I'll also look at having a hold-off setting in the motion detection so that a new trigger can't occur until after a few frames of a stop. This would give it an extra time to settle down, although at the expense of picking up a new trigger very quickly. Normally the still frames to stop setting is effective in combining close motion events into a single recording.

a-l-e-x-d-s-9 commented 8 years ago

@roberttidey I made a few measurements. My Motion Settings are: image In the Camera Settings I have changed annotation ( to see motion change and idle frames): %Y.%M.%D %h:%m:%s %c %f Also Rotation set to 180 degrees. The rest of the settings are set to default values (Exposure Mode/White Balance = Auto, I tried to change it, but it hasn't influenced this problem).

Here is a screen capture of the preview video, that I made, just so you can see that the brightness of the picture actually changes, although there is no change in lighting or any motion, in the real world: https://www.youtube.com/watch?v=rt7T2fsqBHM

I looked at motion change values (with annotation %c), frame by frame, at couple of typical videos produced that way, from the beginning of the video: Video 1: 2, 2, 2, 2, 2, 2, 574, 107, 13, 0, ... stable around 0 ... Video 2: 4, 4, 4, 4, 4, 4, 679, 74, 13, 2, 0, ... stable around 0 ...

From what I see this problem can be initiated by certain real change in lighting, that triggers motion detection and video recording. Then when video recording stops, it just remembers that it was brighter sometime back, changing the brightness of the picture, and triggering false motion detection cycle, each time.

If I set the "Change Frames to start" to 4, it prevents motion detection in this case. But it makes the whole motion detection process too rough for my purposes, pretty sure that other people would like to use more fine detection too.

Regarding the 2nd algorithm technique, I tried to use it before, with noise set to: 1002, 1004, 1010, and threshold set to: 8, 10, 12. But even if I'm jumping just in front to the camera, it doesn't detect any motion.
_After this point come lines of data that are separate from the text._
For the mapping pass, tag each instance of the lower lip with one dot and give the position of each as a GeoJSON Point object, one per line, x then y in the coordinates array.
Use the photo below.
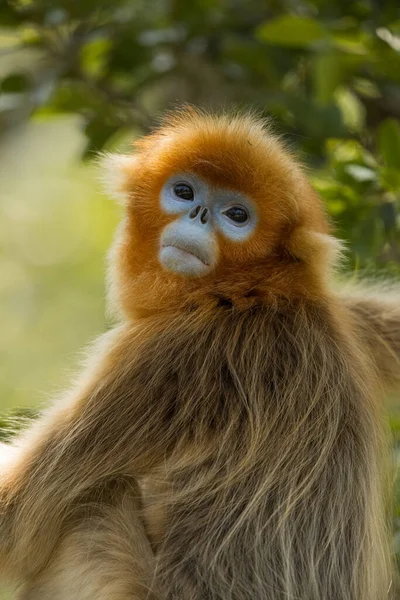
{"type": "Point", "coordinates": [179, 261]}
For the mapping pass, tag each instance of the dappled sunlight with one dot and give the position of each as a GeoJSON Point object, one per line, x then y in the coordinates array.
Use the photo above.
{"type": "Point", "coordinates": [55, 228]}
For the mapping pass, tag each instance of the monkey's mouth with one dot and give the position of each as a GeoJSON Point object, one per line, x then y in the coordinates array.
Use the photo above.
{"type": "Point", "coordinates": [183, 260]}
{"type": "Point", "coordinates": [187, 251]}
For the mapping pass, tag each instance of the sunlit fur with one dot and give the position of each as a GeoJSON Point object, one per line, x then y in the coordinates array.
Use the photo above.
{"type": "Point", "coordinates": [246, 404]}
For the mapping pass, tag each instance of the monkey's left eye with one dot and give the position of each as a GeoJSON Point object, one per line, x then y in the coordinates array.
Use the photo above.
{"type": "Point", "coordinates": [184, 191]}
{"type": "Point", "coordinates": [237, 214]}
I see motion change value at 0, and no video recorded. Tested with the latest software and a few versions back. But it's probably another unrelated issue.

I can reproduce this problem on 3 independent Raspberry Pi 2, with various software versions: v6.0.9-v6.0.19, running on Wheezy and Jessie. Actually on all of my regular cameras, haven't noticed the problem with infrared cameras.